On January 1, 2012, the California Transparency in Supply Chains Act (SB 657) want into effect. it’s an example of “name and shame” legislation, which requires companies to report on specific actions taken to eradicate slavery and human tracking in their supply chain. The idea is that if slavery and human trafficking is in your supply chain, you’ll have to tell the world and the resulting consumer and shareholder pressure will force you to achieve the social goals of doing whatever it takes to eliminate human trafficking and slavery.
If your company
- files California taxes as a retailer or manufacturer,
- does business in California as defined in the California Revenue and Taxation Code, and
- earns more than 100 Million in worldwide gross receipts
then your company must report on five specific points under this act. Summarized by the VACIT acronym, the company must report whether it:
and engages in third party verification (that identifies the risk of slavery and human trafficking)

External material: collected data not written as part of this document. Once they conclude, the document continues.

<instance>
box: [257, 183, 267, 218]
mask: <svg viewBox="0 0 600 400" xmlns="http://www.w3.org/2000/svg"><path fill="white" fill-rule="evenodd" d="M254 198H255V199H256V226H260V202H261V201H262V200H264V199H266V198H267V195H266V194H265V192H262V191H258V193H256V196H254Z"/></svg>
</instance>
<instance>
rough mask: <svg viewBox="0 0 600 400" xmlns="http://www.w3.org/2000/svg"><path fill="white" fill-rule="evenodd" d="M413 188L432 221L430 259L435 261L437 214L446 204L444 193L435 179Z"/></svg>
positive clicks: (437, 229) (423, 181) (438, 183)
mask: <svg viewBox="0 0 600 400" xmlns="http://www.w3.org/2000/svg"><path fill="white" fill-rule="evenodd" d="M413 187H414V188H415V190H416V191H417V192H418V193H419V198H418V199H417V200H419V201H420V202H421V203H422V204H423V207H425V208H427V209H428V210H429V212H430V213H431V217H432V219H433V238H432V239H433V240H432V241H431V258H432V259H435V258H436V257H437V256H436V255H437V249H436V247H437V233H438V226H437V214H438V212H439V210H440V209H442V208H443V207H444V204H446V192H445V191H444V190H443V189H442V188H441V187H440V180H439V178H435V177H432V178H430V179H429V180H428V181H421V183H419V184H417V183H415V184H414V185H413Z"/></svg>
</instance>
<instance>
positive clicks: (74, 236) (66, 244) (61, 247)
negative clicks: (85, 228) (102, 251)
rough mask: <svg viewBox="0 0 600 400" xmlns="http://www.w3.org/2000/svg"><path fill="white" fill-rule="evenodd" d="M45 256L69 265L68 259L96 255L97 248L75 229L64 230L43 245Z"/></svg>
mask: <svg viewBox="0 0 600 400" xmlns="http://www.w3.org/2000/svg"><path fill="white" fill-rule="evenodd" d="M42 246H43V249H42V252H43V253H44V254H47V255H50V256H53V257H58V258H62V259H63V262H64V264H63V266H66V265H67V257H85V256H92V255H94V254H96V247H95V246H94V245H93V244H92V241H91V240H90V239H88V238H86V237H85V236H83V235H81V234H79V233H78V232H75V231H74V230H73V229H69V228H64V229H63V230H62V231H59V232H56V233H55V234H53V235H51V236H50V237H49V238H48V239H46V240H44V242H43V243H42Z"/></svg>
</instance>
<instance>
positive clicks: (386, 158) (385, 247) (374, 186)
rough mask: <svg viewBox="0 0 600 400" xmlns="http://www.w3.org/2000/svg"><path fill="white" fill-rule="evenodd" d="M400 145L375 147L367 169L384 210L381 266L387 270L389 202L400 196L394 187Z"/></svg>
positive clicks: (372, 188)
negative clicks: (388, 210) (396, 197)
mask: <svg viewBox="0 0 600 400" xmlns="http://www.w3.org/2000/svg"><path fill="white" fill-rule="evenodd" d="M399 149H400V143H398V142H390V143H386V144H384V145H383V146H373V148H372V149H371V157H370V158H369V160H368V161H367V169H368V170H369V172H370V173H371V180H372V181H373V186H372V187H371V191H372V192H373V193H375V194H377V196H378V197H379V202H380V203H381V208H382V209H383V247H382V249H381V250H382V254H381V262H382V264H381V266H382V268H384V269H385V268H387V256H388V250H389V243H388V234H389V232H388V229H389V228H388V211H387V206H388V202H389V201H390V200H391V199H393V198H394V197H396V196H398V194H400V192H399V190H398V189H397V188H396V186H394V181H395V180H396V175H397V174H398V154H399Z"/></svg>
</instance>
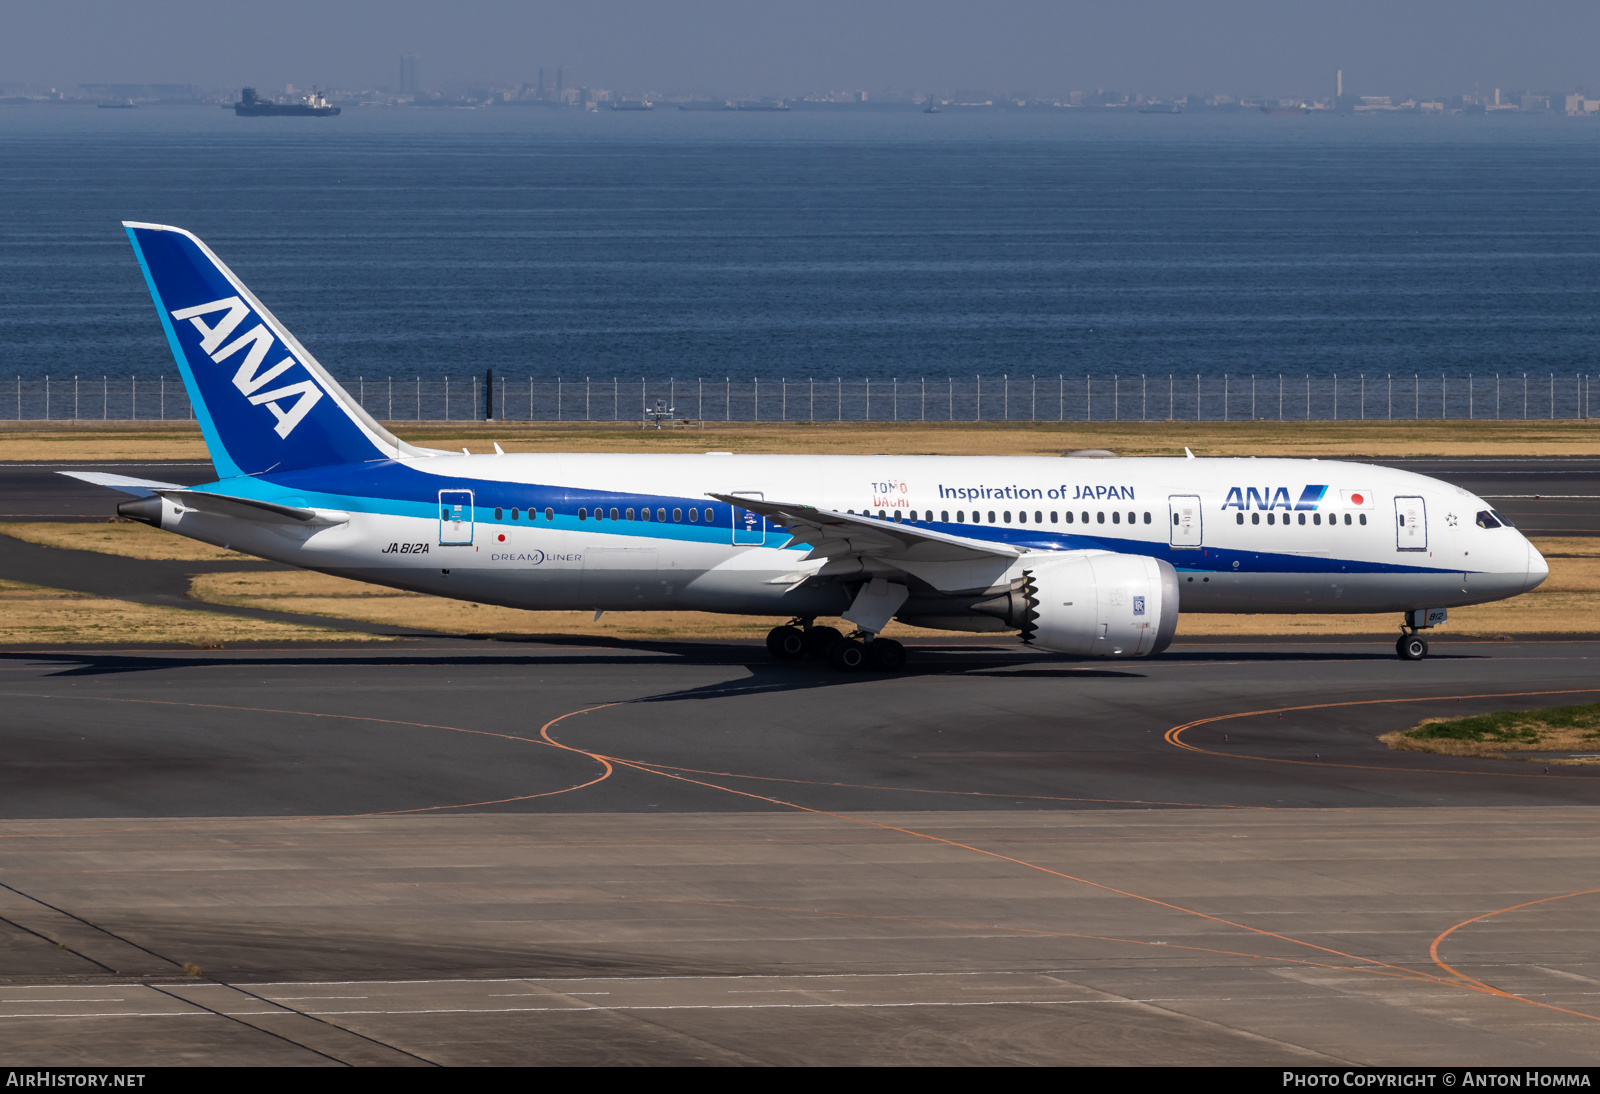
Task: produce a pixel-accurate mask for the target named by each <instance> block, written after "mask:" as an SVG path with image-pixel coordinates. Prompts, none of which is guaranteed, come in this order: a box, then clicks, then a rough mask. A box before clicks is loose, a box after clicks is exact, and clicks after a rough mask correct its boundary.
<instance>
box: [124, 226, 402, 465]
mask: <svg viewBox="0 0 1600 1094" xmlns="http://www.w3.org/2000/svg"><path fill="white" fill-rule="evenodd" d="M123 227H125V229H126V230H128V238H130V240H131V242H133V251H134V254H138V256H139V266H141V267H142V269H144V280H146V283H147V285H149V286H150V296H152V297H155V310H157V313H158V315H160V317H162V326H163V328H165V331H166V341H168V344H170V345H171V349H173V357H174V358H176V360H178V371H179V373H182V377H184V387H186V389H187V390H189V400H190V403H192V405H194V409H195V417H197V419H198V421H200V429H202V432H203V433H205V440H206V448H208V449H210V451H211V462H213V464H216V470H218V475H219V477H221V478H227V477H230V475H261V473H266V472H272V470H294V469H301V467H325V465H333V464H355V462H365V461H373V459H386V457H387V459H394V457H397V456H408V454H411V456H414V454H422V453H424V449H418V448H413V446H411V445H406V443H403V441H400V440H398V438H395V437H394V433H390V432H389V430H386V429H384V427H382V425H379V424H378V422H376V421H373V417H371V416H370V414H368V413H366V411H365V409H362V406H360V405H358V403H357V401H355V400H354V398H350V395H349V393H347V392H346V390H344V389H342V387H339V384H338V382H336V381H334V379H333V377H331V376H330V374H328V373H326V369H323V366H322V365H318V363H317V358H314V357H312V355H310V353H309V352H306V347H304V345H301V344H299V342H298V341H296V339H294V336H293V334H290V333H288V329H285V328H283V325H282V323H278V320H277V318H275V317H274V315H272V312H269V310H267V309H266V307H262V304H261V301H258V299H256V297H254V294H253V293H251V291H250V289H248V288H245V285H243V283H242V281H240V280H238V278H237V277H234V272H232V270H230V269H227V266H224V264H222V261H221V259H219V258H218V256H216V254H213V253H211V248H208V246H206V245H205V243H202V242H200V240H198V238H195V237H194V235H192V234H189V232H186V230H182V229H176V227H168V226H165V224H134V222H125V224H123Z"/></svg>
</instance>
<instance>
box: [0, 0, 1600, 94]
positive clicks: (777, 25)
mask: <svg viewBox="0 0 1600 1094" xmlns="http://www.w3.org/2000/svg"><path fill="white" fill-rule="evenodd" d="M1597 43H1600V3H1594V0H1520V2H1517V3H1510V2H1507V0H1494V2H1490V0H1414V2H1406V0H1387V2H1373V0H1323V2H1320V3H1304V2H1299V0H1272V2H1258V0H1213V2H1211V3H1173V2H1168V3H1160V2H1154V0H1098V2H1094V3H1078V2H1075V0H1074V2H1066V0H1064V2H1058V3H1043V2H1034V0H1019V2H1013V3H1006V2H1005V0H995V2H990V3H952V2H947V0H915V2H912V0H877V2H866V3H861V2H858V3H840V2H834V0H821V2H819V0H786V2H782V3H766V2H757V0H741V2H736V3H734V2H726V0H683V2H677V3H675V2H670V0H661V2H643V0H595V2H590V3H582V2H579V0H568V2H565V3H534V2H523V3H514V2H509V0H397V2H392V3H378V2H371V0H315V2H307V0H251V2H250V3H235V2H234V0H147V2H144V3H133V2H128V0H48V2H45V0H0V85H5V83H21V82H26V83H56V85H67V86H70V85H75V83H83V82H136V83H142V82H170V83H202V85H216V86H240V85H258V86H264V88H274V86H280V85H283V83H285V82H293V83H296V85H310V83H320V85H333V86H394V85H395V82H397V64H398V54H400V53H416V54H419V56H421V58H422V66H424V69H422V72H424V83H427V85H440V83H446V82H459V80H507V82H514V80H533V75H534V70H536V69H538V66H541V64H542V66H546V67H547V69H552V78H554V67H555V66H557V64H562V66H565V67H566V70H568V74H570V75H568V83H570V85H578V83H582V85H589V86H603V88H614V90H622V91H643V90H650V91H666V93H672V91H694V90H706V91H718V93H723V94H787V93H797V91H808V90H830V88H832V90H845V88H864V90H867V91H875V90H880V88H920V90H941V91H946V93H947V91H954V90H962V88H987V90H994V91H1019V93H1034V94H1054V93H1064V91H1070V90H1094V88H1096V86H1107V88H1117V90H1122V91H1146V93H1157V94H1173V93H1190V91H1213V90H1219V91H1235V93H1246V94H1248V93H1262V94H1280V93H1282V94H1288V93H1298V94H1326V93H1330V91H1331V85H1333V70H1334V69H1336V67H1342V69H1344V72H1346V91H1354V93H1362V91H1370V93H1408V94H1429V93H1450V91H1461V90H1470V88H1472V86H1474V83H1477V85H1480V86H1483V88H1485V90H1488V88H1493V86H1504V88H1515V86H1533V88H1547V90H1566V88H1570V86H1576V85H1595V86H1600V50H1597V48H1595V46H1597Z"/></svg>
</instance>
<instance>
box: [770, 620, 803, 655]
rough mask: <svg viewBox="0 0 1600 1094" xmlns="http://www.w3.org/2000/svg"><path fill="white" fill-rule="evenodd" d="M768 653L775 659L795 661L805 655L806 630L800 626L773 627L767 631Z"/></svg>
mask: <svg viewBox="0 0 1600 1094" xmlns="http://www.w3.org/2000/svg"><path fill="white" fill-rule="evenodd" d="M766 653H768V654H771V657H773V661H794V659H795V657H803V656H805V632H803V630H800V629H798V627H773V629H771V630H768V632H766Z"/></svg>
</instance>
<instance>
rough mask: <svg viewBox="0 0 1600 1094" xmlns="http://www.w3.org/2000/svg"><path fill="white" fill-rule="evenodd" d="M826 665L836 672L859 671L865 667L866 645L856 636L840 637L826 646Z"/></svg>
mask: <svg viewBox="0 0 1600 1094" xmlns="http://www.w3.org/2000/svg"><path fill="white" fill-rule="evenodd" d="M827 667H829V669H835V670H838V672H861V670H862V669H866V667H867V645H866V643H864V641H859V640H856V638H840V640H838V641H835V643H834V645H832V646H829V648H827Z"/></svg>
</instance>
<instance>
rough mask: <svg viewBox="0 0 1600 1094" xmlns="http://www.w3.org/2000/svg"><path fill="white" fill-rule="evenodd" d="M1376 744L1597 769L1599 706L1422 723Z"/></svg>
mask: <svg viewBox="0 0 1600 1094" xmlns="http://www.w3.org/2000/svg"><path fill="white" fill-rule="evenodd" d="M1378 739H1379V741H1382V742H1384V744H1386V745H1389V747H1390V749H1397V750H1402V752H1432V753H1438V755H1446V757H1482V758H1485V760H1539V761H1542V763H1560V765H1597V763H1600V755H1597V753H1600V704H1584V705H1576V707H1546V709H1542V710H1502V712H1498V713H1490V715H1477V717H1467V718H1424V720H1422V721H1419V723H1418V725H1414V726H1411V728H1410V729H1400V731H1395V733H1386V734H1382V736H1379V737H1378ZM1518 752H1522V753H1549V752H1576V753H1579V755H1571V757H1533V755H1514V753H1518ZM1584 753H1587V755H1584Z"/></svg>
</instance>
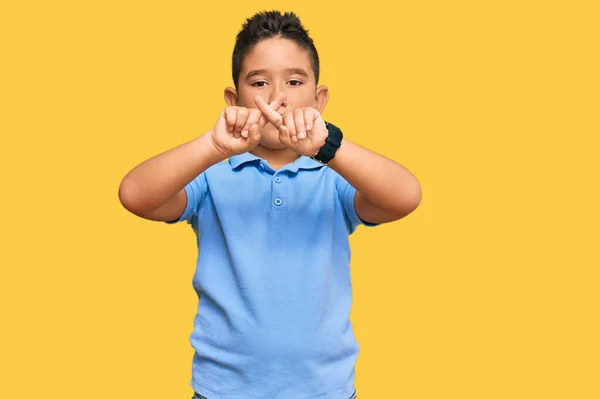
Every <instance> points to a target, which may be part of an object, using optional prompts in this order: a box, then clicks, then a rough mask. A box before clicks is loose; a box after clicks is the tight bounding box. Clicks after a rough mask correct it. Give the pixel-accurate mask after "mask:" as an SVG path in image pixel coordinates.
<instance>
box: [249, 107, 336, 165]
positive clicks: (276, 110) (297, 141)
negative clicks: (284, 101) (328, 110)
mask: <svg viewBox="0 0 600 399" xmlns="http://www.w3.org/2000/svg"><path fill="white" fill-rule="evenodd" d="M254 102H255V103H256V105H257V106H258V109H260V111H261V112H262V114H263V116H264V117H265V118H266V119H267V121H268V122H271V124H272V125H273V126H275V127H276V128H277V129H278V130H279V141H281V142H282V143H283V144H284V145H285V146H286V147H288V148H289V149H291V150H292V151H294V152H296V153H298V154H300V155H305V156H307V157H313V156H314V155H315V154H316V153H317V152H319V150H320V149H321V147H323V145H325V140H326V139H327V136H328V135H329V132H328V131H327V126H325V121H324V120H323V118H322V117H321V113H320V112H319V111H318V110H317V109H316V108H313V107H307V108H298V109H296V110H294V111H286V112H284V113H283V115H280V114H279V113H278V112H277V109H275V108H273V107H272V106H270V105H269V104H267V103H266V102H265V101H264V100H263V99H262V98H261V97H260V96H255V97H254Z"/></svg>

and engages in independent, unannounced, auditing to check on adherence to company standards
and requires its direct suppliers to certify that the materials incorporated into its products comply with local laws
- Maintains Accountability
and holds its employees and contractors accountable to company standards and
employees directly responsible for risk mitigation in its supply chain.
This is not the first example of such legislation. For example, in July 2008 the New South Wales Food Authority passed laws amending existing provisions which allowed the authority to publish details of successful food business prosecutions on its website. And it won’t be the last. At the Federal Level, H.R. 2759 (Business Transparency on Trafficking and Slavery Act) was introduced last August and, if passed, would require publicly-traded companies to disclose on their annual reports to the Securities and Exchange Commission any measures that are being taken to identify and address conditions of forced labour, slavery and human trafficking within the company’s supply chains.
The net effect is that there are not only legal and business issues heading your way as this legislation crops up in other states, and eventually, in other countries, but reputational concerns that will materialize as well. For example, as pointed out in this recent article in Retailing Today on how Name and Shame is the New Supply Chain Game, not only must the company disclose how it is complying with the provisions of the Act on the company’s website, but it must also consider how this will affect its stakeholders, customers, investors, and their view of the company. A less than robust (policy) disclosure can cast the company in a bad light and do considerable damage to the supply chain organization. From a Risk Management standpoint, your organization needs to be ready. Are you?